List all possible combinations of enabled utilities with dependencies?

Question

I have a list of 23 utilities that can be in a state of either enabled or disabled. I've ordered them from 0-22.

Some of these utilities are dependent on others, meaning they cannot be enabled without one or multiple dependency utilities first being enabled. I've put the indices of each utility's dependencies in a list for each utility; for example, if utilities 0-1 had no dependencies, but utility 2 had dependencies on utilities 0 and 9, the full dependency list would look something like: [ [], [], [0, 9], ... ]

What I want to do is devise an algorithm (pseudocode is fine, implementation does not matter) for generating a list of all possible 23-bit bitvectors---each bit in each bitvector with an index that we could label 0-22 corresponding to a single utility, each bitvector itself representing a possible combination of the status of all 23 utilities---that ignores combinations where the dependency requirements provided by the dependency list (described above) would not be satisfied. For example (assume right-to-left numbering):

[
    [0, 0, 0, 0, 0, 0, 0, 0, 0, 0, 0, 0, 0, 0, 0, 0, 0, 0, 0, 0, 0, 0, 0 ],
    [0, 0, 0, 0, 0, 0, 0, 0, 0, 0, 0, 0, 0, 0, 0, 0, 0, 0, 0, 0, 0, 0, 1 ],
    [0, 0, 0, 0, 0, 0, 0, 0, 0, 0, 0, 0, 0, 0, 0, 0, 0, 0, 0, 0, 0, 1, 0 ],
    [0, 0, 0, 0, 0, 0, 0, 0, 0, 0, 0, 0, 0, 0, 0, 0, 0, 0, 0, 0, 0, 1, 1 ],
//skip[0, 0, 0, 0, 0, 0, 0, 0, 0, 0, 0, 0, 0, 0, 0, 0, 0, 0, 0, 0, 1, 0, 0 ] this would not be included (2 enabled, but 0 and/or 9 are not. See prev. example of dependency list)
    ...
    [1, 1, 1, 1, 1, 1, 1, 1, 1, 1, 1, 1, 1, 1, 1, 1, 1, 1, 1, 1, 1, 1, 1]
]

Answer 1

First step, get rid of all circular dependencies. If A depends on B depends on C depends on A, all will be on/off together. So we can transfer all dependencies to A, then fill B and C at the last step. This is a question of identifying all connected components in a graph, which we can use Kosaraju's algorithm for to do efficiently.
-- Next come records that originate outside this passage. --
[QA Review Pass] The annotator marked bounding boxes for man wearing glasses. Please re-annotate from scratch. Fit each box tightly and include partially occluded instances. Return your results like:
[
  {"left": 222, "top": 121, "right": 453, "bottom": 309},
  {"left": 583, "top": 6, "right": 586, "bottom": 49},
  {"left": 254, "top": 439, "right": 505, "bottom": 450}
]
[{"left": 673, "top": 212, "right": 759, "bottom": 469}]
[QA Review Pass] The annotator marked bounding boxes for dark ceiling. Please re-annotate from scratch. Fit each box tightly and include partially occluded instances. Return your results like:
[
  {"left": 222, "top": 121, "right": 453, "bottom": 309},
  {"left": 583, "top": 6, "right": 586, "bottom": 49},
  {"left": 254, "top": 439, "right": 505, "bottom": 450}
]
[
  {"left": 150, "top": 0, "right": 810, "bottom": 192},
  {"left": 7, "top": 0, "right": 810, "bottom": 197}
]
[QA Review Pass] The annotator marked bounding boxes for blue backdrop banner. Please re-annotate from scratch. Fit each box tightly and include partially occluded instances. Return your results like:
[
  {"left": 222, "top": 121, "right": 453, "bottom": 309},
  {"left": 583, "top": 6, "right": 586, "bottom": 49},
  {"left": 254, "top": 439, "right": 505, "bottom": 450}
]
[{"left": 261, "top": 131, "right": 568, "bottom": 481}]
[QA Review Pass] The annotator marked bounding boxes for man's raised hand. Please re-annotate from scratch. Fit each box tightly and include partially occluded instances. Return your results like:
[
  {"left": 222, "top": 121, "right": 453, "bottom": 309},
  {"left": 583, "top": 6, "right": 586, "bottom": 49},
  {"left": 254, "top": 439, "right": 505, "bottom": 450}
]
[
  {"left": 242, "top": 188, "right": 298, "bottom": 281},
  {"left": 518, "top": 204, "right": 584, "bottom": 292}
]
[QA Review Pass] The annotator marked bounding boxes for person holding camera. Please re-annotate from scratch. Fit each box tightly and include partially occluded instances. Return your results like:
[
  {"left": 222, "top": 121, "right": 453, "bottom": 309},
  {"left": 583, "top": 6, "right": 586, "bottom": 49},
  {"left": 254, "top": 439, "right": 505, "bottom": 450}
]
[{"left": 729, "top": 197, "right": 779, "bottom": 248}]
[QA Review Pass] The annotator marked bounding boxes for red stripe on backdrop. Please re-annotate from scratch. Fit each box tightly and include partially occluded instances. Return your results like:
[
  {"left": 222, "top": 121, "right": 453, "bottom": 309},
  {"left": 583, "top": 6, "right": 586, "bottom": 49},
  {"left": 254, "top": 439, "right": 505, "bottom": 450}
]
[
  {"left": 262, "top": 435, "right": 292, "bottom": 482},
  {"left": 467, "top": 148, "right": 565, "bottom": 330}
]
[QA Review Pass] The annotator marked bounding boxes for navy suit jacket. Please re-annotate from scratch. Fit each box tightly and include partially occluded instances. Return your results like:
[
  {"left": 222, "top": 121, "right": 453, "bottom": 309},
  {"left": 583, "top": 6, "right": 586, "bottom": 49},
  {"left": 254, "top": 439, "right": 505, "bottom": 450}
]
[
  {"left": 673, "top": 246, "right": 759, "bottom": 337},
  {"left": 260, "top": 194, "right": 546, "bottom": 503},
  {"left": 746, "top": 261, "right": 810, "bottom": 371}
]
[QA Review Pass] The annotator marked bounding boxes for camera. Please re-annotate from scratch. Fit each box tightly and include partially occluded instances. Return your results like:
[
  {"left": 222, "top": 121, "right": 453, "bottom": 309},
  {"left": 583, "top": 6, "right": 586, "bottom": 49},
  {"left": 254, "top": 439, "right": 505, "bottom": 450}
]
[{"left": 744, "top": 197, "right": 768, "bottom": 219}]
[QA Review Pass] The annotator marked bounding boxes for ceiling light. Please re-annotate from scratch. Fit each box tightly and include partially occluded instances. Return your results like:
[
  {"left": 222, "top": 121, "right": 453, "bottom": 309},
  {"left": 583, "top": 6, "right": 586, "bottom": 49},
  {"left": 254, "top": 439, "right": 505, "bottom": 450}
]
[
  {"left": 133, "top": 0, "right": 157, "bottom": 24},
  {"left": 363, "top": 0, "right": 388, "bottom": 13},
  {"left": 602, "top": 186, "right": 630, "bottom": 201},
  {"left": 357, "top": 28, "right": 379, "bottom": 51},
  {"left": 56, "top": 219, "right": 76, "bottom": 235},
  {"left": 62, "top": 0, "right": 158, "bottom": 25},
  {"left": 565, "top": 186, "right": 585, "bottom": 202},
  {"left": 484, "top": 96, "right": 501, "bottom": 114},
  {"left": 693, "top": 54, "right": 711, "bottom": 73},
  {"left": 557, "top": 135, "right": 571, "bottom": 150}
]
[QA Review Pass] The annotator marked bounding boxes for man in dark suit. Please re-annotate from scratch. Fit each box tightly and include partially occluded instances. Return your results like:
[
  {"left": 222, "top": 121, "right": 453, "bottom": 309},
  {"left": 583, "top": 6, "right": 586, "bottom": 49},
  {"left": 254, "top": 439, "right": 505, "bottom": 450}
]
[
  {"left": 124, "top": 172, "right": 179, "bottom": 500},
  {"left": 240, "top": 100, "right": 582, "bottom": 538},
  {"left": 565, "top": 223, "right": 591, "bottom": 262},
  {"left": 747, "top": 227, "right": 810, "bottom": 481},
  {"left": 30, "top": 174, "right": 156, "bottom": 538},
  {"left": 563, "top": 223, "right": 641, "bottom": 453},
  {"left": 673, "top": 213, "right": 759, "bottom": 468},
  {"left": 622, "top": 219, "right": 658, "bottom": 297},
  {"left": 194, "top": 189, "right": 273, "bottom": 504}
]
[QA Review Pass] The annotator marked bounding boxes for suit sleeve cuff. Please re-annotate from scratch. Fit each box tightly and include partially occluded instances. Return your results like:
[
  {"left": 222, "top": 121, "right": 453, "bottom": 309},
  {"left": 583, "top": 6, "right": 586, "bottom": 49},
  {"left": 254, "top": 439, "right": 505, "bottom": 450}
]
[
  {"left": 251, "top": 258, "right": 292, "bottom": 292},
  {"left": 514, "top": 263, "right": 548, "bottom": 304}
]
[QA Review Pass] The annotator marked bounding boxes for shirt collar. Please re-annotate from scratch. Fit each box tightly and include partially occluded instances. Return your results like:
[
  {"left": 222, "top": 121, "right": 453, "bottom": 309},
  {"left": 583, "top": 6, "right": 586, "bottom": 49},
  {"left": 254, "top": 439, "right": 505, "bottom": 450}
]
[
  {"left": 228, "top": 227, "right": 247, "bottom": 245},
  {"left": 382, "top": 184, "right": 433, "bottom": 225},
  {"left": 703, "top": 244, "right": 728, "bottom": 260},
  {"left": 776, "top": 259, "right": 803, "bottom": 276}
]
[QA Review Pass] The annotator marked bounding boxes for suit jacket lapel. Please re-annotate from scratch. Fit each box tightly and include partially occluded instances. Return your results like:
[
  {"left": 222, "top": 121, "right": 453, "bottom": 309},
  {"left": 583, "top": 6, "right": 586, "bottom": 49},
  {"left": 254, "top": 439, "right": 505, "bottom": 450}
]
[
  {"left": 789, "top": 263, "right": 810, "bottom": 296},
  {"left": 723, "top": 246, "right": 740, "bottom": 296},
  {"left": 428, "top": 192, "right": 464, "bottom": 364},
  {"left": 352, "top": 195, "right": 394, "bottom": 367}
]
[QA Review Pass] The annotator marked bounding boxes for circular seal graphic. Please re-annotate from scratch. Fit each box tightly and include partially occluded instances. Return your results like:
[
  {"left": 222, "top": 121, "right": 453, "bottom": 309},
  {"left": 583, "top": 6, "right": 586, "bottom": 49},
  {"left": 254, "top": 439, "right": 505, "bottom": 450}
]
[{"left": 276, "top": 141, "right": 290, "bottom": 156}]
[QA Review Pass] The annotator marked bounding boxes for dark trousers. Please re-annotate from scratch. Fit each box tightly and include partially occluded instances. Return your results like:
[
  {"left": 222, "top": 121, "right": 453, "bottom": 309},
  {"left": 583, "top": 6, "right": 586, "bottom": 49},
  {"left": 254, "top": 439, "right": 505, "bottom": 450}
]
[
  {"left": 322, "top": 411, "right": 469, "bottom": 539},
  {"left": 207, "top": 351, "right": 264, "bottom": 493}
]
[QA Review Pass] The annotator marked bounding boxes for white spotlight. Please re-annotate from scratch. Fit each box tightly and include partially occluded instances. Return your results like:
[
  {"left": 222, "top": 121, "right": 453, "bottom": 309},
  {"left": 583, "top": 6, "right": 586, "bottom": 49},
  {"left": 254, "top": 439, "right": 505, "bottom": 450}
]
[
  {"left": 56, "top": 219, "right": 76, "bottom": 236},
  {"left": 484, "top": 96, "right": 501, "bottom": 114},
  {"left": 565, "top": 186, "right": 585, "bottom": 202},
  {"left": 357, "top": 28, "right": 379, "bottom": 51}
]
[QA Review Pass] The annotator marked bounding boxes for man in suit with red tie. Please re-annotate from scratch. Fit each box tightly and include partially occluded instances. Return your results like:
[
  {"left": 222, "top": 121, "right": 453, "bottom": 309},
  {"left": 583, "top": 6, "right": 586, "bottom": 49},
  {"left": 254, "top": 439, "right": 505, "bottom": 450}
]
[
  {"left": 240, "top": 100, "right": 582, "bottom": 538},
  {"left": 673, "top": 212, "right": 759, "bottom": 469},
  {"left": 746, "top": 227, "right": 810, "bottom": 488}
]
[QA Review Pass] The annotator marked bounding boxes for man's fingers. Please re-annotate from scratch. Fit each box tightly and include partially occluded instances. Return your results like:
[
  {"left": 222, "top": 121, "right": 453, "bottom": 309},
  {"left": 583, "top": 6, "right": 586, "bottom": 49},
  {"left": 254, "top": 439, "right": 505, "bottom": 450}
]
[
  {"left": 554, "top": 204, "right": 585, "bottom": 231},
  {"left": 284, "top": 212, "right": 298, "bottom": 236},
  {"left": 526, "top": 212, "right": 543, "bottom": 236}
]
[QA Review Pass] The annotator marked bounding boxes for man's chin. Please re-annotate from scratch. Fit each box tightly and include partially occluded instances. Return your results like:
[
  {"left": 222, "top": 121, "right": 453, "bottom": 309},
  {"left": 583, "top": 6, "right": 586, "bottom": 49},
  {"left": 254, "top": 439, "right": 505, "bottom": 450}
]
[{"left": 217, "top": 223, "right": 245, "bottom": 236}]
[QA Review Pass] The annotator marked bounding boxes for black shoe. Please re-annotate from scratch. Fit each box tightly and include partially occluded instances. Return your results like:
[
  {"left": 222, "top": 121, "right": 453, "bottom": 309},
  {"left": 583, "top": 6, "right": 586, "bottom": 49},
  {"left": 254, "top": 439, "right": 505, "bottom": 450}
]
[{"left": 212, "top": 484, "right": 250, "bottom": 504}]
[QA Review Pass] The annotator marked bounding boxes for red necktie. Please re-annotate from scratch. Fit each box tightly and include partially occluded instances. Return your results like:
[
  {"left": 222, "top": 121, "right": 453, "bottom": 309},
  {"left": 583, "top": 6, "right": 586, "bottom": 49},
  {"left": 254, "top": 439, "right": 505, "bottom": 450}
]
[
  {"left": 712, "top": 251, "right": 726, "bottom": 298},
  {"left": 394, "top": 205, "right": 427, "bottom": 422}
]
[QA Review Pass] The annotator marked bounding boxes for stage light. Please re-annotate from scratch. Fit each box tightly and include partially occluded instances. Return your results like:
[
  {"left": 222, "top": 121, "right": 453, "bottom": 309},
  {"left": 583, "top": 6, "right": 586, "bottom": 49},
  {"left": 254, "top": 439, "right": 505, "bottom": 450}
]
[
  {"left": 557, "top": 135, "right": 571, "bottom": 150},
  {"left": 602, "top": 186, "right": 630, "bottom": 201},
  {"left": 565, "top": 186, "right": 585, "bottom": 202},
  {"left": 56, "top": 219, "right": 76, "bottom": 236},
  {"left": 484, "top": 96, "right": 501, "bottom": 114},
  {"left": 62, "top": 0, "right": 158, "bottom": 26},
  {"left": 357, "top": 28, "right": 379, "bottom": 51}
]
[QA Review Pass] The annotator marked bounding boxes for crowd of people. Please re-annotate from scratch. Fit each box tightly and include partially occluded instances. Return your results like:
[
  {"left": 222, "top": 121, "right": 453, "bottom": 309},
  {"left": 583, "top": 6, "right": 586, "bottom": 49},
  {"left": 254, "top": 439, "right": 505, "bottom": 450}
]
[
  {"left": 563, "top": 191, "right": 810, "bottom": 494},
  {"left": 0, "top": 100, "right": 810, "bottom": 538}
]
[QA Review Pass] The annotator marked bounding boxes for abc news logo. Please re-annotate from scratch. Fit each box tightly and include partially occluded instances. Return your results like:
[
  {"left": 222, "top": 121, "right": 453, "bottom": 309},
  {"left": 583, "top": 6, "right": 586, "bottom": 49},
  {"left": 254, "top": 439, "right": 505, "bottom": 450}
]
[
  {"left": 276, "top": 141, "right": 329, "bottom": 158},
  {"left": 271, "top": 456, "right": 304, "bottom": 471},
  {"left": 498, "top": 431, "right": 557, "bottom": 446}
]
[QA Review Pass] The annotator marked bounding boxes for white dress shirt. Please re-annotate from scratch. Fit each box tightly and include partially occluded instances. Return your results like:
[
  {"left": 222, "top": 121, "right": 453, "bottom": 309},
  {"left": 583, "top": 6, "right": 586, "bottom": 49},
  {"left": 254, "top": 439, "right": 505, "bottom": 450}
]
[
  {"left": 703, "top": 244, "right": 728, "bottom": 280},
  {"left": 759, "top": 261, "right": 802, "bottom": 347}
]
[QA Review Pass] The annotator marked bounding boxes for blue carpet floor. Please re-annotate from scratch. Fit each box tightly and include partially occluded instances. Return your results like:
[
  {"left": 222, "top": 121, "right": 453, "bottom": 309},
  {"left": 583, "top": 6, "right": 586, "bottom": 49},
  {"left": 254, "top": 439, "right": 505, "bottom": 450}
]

Second step, do a topological sort by dependencies of the remaining list. This will put the remaining utilities into a list where each only depends on ones you looked at before.

And now we can use recursion down that list. The first utility can be 0 or 1. Each subsequent utility is 0 only if some dependency is not satisfied, else it can be 0 or 1. And then for the ones eliminated due to being part of circular dependencies, fill them in with whatever value the one kept has.